La clause bénéficiaire d’un contrat d’assurance-vie supplante la répartition des fonds prévus dans un testament, a jugé la Cour de cassation dans un récent arrêt.
Les volontés mentionnées dans la clause bénéficiaire d'un contrat d’assurance-vie l’emportent sur celles inscrites dans un testament. C’est ce qu’a réaffirmé la première chambre civile de la Cour de cassation dans un arrêt rendu le 3 avril 2019. La plus haute instance de la justice française avait à traiter le cas d’un monsieur qui avait rédigé un testament devant notaire dans lequel il spécifiait qu’il léguait l’usufruit (la jouissance) de ses deux assurances vie à son épouse et la nue-propriété à parts égales entre ses cinq filles.
Huit ans plus tard, le même monsieur a indiqué dans les clauses bénéficiaires de ses deux contrats que les fonds devaient finalement revenir à son décès à sa femme et, si celle-ci mourait prématurément, à trois de ses filles. Comme il était prévu, les capitaux sont versés à la veuve lorsque le souscripteur décède. Une des deux filles non désignées dans les clauses assigne alors en justice sa mère, ses trois sœurs bénéficiaires et l’assureur vie au motif que les clauses bénéficiaires ne respectaient pas les volontés du testament authentique de son père.
Texte spécial contre texte général
Le tribunal rejette sa demande car les dernières volontés du défunt ont été clairement exprimées dans les deux clauses bénéficiaires et qu’il fallait les respecter. La fille fait appel de la décision.
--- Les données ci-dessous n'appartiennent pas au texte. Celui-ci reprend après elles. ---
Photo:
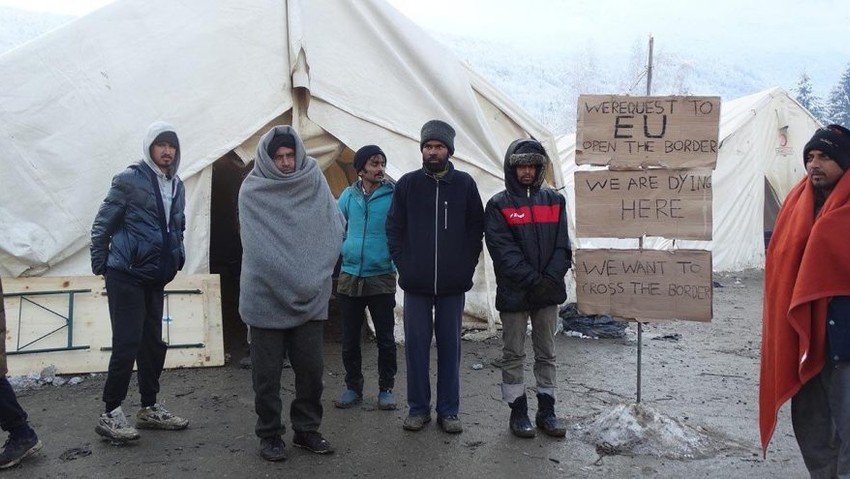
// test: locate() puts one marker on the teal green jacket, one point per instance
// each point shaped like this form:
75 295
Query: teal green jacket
364 251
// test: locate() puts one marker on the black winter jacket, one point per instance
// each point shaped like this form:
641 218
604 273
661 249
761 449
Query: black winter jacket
129 234
526 234
434 230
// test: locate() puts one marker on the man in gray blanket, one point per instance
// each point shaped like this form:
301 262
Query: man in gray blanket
291 234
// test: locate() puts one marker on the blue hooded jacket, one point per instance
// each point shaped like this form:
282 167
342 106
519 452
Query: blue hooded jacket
364 251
La cour d’appel de Bordeaux confirme le jugement du tribunal le 20 février 2018. La fille se pourvoit en cassation en s’appuyant sur deux arguments : l’article 1035 du Code civil prévoit qu’un testament ne peut être révoqué que par un testament postérieur (ou un autre acte devant notaire) et l’adage juridique « specialia generalibus derogant », selon lequel un texte spécial dérogeant au texte général ne peut pas s’appliquer, n’a pas été respecté.
La Cour de cassation retoque les deux points. Les hauts-magistrats ont rappelé que le Code des assurances instaure la possibilité donnée à un souscripteur d’une assurance vie de désigner, via la clause bénéficiaire, la ou les personnes de son choix qui percevront les capitaux à son décès. La Cour en profite pour préciser que, tant que les bénéficiaires n’ont pas accepté le bénéfice, le souscripteur peut modifier le contenu de la clause quand il le veut et autant de fois qu’il le souhaite.
Pas de parallélisme à respecter
Quant à l'adage « specialia generalibus derogant », ils’applique uniquement pour des règles de même nature, souligne la Cour de cassation. Or, ce n’est pas le cas entre les dispositions testamentaires et celles de l’assurance vie. Aux yeux de la Haute juridiction, le texte spécial peut très bien supplanter le texte général. Pour elle, il n’est pas « nécessaire de respecter un parallélisme des formes entre la voie choisie pour la désignation initiale (des volontés, NDLR) et celle retenue pour la modification ».